REVIEW: Chris Stapleton – ‘From A Room: Vol. 2’

From A Room Volume 2, released on 1 December, is Chris Stapleton’s second album this year and third as a solo artist. As with its predecessor it takes the listener deeper into Stapleton’s talents as a writer and musician.

There is no doubt that Chris Stapleton resides among today’s artists right at the top of their game. His position is thoroughly justified and has been marked by numerous awards. But what can be overlooked is just how swift has been his ascent following long years of hard work in bands before he embarked on a solo career. Stapleton’s 2015 solo debut, Traveller, shot him to immediate fame.
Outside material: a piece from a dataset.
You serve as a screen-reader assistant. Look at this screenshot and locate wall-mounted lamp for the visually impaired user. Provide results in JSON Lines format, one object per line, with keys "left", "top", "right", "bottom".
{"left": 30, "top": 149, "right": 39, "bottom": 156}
It has sold over two million copies in the US alone, prompting the inevitable “how do you follow that?” Instead of another full-length album Stapleton has released the slightly shorter From A Room Volume 1 and now 2.
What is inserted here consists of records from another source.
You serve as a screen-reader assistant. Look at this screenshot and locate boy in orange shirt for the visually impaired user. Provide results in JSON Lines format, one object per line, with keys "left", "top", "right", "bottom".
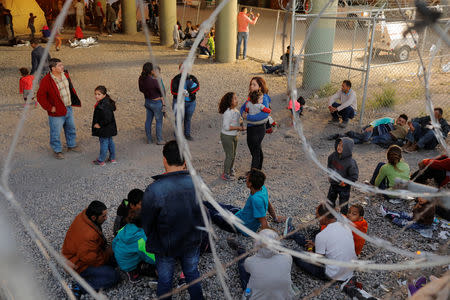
{"left": 19, "top": 67, "right": 35, "bottom": 104}
{"left": 346, "top": 204, "right": 368, "bottom": 256}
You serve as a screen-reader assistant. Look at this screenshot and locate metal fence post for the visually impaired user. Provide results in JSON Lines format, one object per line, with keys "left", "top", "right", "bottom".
{"left": 359, "top": 16, "right": 377, "bottom": 127}
{"left": 196, "top": 1, "right": 201, "bottom": 25}
{"left": 270, "top": 10, "right": 281, "bottom": 64}
{"left": 360, "top": 12, "right": 372, "bottom": 88}
{"left": 181, "top": 1, "right": 186, "bottom": 28}
{"left": 287, "top": 0, "right": 296, "bottom": 92}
In nine songs, From A Room Volume 2 goes deep into the Stapleton music archives, demonstrating clearly his fierce refusal to be penned into a specific category of music. And quite right too because such labels can be so restricting, misleading even. Stapleton once admitted he can sing bluegrass but doesn’t fit exclusively there, he’s too hillbilly for rock but too rock n’roll for country. You get the picture. He switches effortlessly between these different styles but his genius lies in how he blends them. Put that together with a vocal sound that his most certainly his alone, Stapleton has created his own genre.

A Room Volume 2 starts with ‘Millionaire’, a song whose opening bars lead into the vocals indicate classic Stapleton lies ahead. It just says one word, power. That comes from blending the simplest of acoustic chords, a voice that, to say the very least, has lived life and a spare but perfectly applied electric guitar solo. “Love is more precious than gold, can’t be bought, can’t be sold”.

‘Hard Livin’ sounds autobiographical. How else do you get a voice like that? The intro has a hint of menace, “I’ve been known to get out of hand”, but this is more of a reflection as Stapleton looks back on a life of drinking and fighting but, “this hard livin’ ain’t as easy as it used to be”. Does this hark back to his days in The Steel Drivers or The Jompsons, a band with distinct southern rock roots?

Stapleton’s storytelling comes to the fore on ‘Scarecrow’, a song about emigrants from Northern Ireland to West Virginia. They built a farm and raised a family. Both prospered but the next generation battled pressures to keep up and then “the fields ain’t what they were”, until the story ends with “bottle in my left hand and pistol in my right”. Stapleton squeezes the last drops of tragedy out of this tragedy.

‘Nobody’s Lonely Tonight’ is a moody piece of introspection. I think what he means is nobody’s lonely tonight but him. The atmosphere Stapleton creates is as thick as the smoke swirling around this barroom (possibly set some time ago). ‘Tryin’ to Untangle My Mind’ is a look back on a life lived to the full. Sure, he’s raised hell but he has no regrets, “I’ve drunk a lot of whisky, held a lot of women that were fine”. He’s blown all the money he’s ever made but who cares? “I do what I do and I don’t know why, but I’ll do what I do until I die”. He knows this has brought him low but wants no pity. He is responsible for his own actions. This is pure outlaw country where the tempo matches his conscience in terms of relaxation.

‘A Simple Song’ is just that, a gentle hymn in praise of the simplicities and pleasures of family life despite hardship accompanied by equally gentle acoustic picking with even lighter backing drums and vocals.

‘Midnight Train To Memphis’ leans on Leadbelly’s ‘Midnight Special’ singing of a prisoner’s yearning to escape his incarceration on that midnight train. Here Stapleton snarls his hatred for the judge and jury who put him there with a riff that comes straight from his rock slots.

It’s back to the booze with ‘Drunkard’s Prayer’, more of a plea from a man who recognises that he cannot make that connection with the Almighty without help from the bottle. Again with minimal accompaniment Stapleton rasps “I get drunk and talk to God …I mean every word I say and promise I’ll change”. The futility of his promise is painful. A perfect slide opens the final track to a bluesy “Friends”. Stapleton simply oozes with the love he has for a longtime friend who’s hit hard times. “Don’t give up, this bond we share is strong”.

A potential gripe with this record could lie in having to shell out for two shortish albums instead of combining them into the better value of one longer release. Whatever, in only nine carefully selected tracks, Stapleton shows a range of creativity and versatility that many others would need a triple album to do. Comparisons to Otis Redding and George Jones explains why and From A Room Volume 2 close out 2017 in style. Expect further accolades.